The spiral nebulae are island universes comparable to the Milky Way because:

  1. Since the Milky Way is only one tenth the diameter in this model than it is in Shapley’s, it follows that the spirals are correspondently smaller and, therefore, closer. Assuming a diameter of around 20,000 light years for M31, for example, gives a distance of about 500,000 light years.  This effectively eliminates the problem of the super bright novae and super fast rotation.  The novae are still bright and the rotation is still fast, but both are possible within the realm on known physics.
  2. The spectra of the spirals, while not conclusive, are very consistent with the island universe theory.  The integrated spectra are of the F-K type, just like the integrated of the typical stars in the Milky Way, and just the sort of spectra we would expect from a large galaxy of stars.

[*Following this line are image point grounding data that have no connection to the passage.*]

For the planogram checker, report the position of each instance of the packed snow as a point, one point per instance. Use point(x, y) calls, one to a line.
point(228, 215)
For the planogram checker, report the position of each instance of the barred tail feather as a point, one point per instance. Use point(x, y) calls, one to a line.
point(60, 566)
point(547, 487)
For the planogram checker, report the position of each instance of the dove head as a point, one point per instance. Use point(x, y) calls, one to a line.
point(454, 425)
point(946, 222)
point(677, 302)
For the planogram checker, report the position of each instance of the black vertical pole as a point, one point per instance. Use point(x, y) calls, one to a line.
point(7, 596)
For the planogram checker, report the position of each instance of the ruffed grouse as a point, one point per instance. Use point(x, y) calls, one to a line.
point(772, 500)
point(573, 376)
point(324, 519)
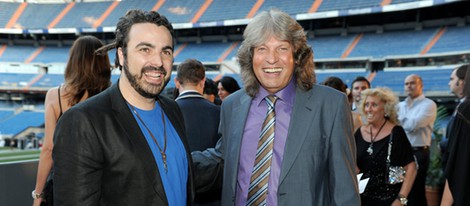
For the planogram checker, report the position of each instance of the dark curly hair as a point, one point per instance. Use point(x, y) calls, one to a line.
point(134, 16)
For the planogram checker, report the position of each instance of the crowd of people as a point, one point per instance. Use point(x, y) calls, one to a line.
point(282, 139)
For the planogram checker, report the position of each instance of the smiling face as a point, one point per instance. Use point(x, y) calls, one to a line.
point(456, 84)
point(222, 92)
point(413, 86)
point(374, 109)
point(273, 64)
point(147, 65)
point(357, 88)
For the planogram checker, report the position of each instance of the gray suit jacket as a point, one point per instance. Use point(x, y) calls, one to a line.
point(101, 156)
point(319, 158)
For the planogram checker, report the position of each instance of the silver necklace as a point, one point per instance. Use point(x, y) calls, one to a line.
point(162, 151)
point(370, 150)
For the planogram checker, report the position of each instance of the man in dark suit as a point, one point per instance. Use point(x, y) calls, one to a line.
point(127, 145)
point(201, 117)
point(285, 140)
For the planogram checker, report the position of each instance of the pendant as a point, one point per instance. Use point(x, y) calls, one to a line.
point(370, 150)
point(164, 161)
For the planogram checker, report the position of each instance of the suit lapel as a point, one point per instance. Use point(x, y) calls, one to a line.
point(239, 114)
point(131, 129)
point(302, 117)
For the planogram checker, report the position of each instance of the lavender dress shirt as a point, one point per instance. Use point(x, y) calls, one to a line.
point(251, 132)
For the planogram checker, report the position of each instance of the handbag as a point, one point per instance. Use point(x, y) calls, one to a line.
point(48, 193)
point(395, 174)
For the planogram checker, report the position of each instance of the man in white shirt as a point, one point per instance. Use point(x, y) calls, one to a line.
point(357, 86)
point(417, 115)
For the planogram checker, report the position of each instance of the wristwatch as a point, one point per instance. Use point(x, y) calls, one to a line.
point(402, 199)
point(37, 195)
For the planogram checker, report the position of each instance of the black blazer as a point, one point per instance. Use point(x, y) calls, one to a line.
point(101, 156)
point(201, 119)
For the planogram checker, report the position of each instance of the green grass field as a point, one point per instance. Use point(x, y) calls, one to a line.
point(8, 154)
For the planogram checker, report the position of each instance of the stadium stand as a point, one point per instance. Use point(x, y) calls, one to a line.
point(348, 4)
point(391, 43)
point(18, 122)
point(46, 12)
point(83, 14)
point(454, 39)
point(243, 7)
point(435, 79)
point(7, 11)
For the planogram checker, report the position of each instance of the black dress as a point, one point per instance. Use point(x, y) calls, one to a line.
point(378, 192)
point(458, 165)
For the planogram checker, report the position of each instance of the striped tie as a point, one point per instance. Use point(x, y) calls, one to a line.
point(258, 190)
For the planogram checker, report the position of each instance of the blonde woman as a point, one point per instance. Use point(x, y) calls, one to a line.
point(372, 143)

  3. If we assume the spirals are galaxies like the Milky Way, we can use their observed properties as analogies for our own galaxy.  Many edge-on spirals, for example, show dark bands of obscuring material along the major axis of their disks.  We see similar regions of obscuring matter in the Milky Way.  This offers an explanation for why spirals are never seen in the Milky Way (the zone of avoidance) – they are blocked from view.
  4. A large number of novae have been identified in spiral nebulae.  This makes sense if spiral nebulae are island universes, but hard to explain if spirals are part of the Milky Way.  Why should this region of the Milky Way have such a high concentration of novae?

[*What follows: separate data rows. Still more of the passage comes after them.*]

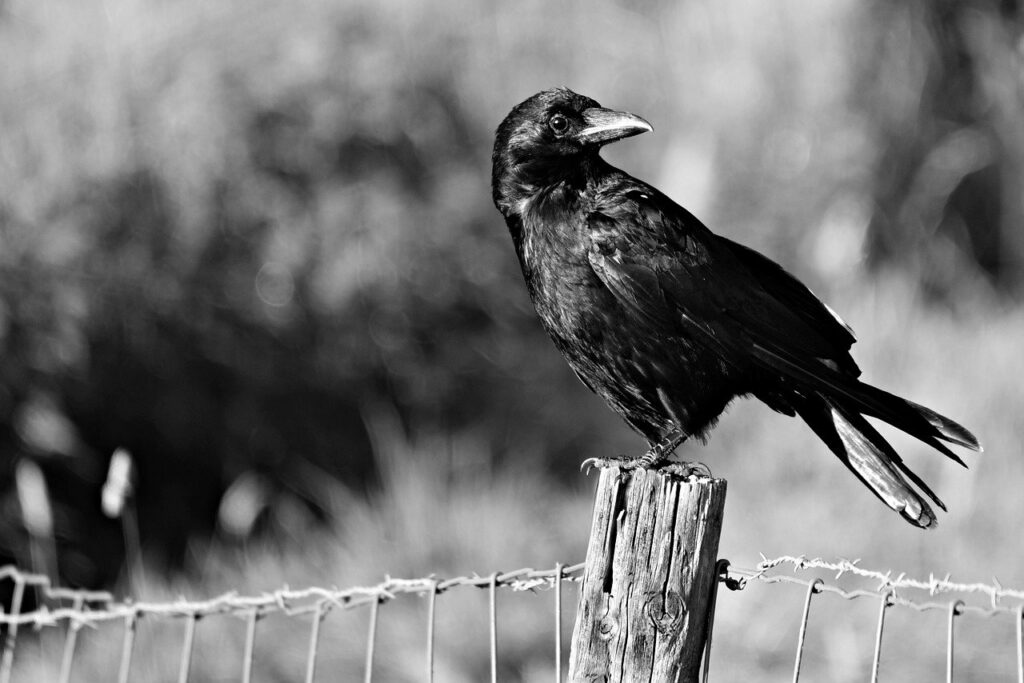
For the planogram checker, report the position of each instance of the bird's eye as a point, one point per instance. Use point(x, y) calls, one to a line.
point(559, 124)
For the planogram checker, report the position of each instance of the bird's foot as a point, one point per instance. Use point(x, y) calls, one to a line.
point(645, 462)
point(655, 458)
point(688, 470)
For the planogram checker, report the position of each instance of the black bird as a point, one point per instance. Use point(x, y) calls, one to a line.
point(668, 322)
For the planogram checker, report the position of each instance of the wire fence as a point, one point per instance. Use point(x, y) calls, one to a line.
point(67, 611)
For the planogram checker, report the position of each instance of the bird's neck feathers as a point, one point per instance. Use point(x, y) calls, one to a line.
point(519, 183)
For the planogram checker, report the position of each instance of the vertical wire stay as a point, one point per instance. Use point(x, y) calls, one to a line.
point(878, 635)
point(186, 648)
point(7, 663)
point(1020, 643)
point(815, 587)
point(368, 674)
point(721, 570)
point(431, 615)
point(247, 664)
point(71, 641)
point(954, 608)
point(494, 628)
point(558, 623)
point(318, 615)
point(131, 622)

  5. If the spirals are as close as Shapely claims (20,000 light years for M31), then the large number of novae observed there have very high absolute magnitudes (meaning very low absolute luminosity – the larger the magnitude, the dimmer the star), much higher than observed in the Milky Way.  Why should these objects and these objects alone have extraordinarily dim novae? On the other hand, if the spiral distance is more like 5 times Shapley’s estimate, then the absolute magnitudes correlate well with the absolute magnitudes of local Milky Way novae.
  6. If the spirals are other galaxies, it makes sense from the standpoint of stellar evolution.  All other stellar phenomena are concentrated around the Milky Way – stars, gaseous nebulae, clusters.  Spiral nebulae are not.  Where do they fit in, if they are not external to the system?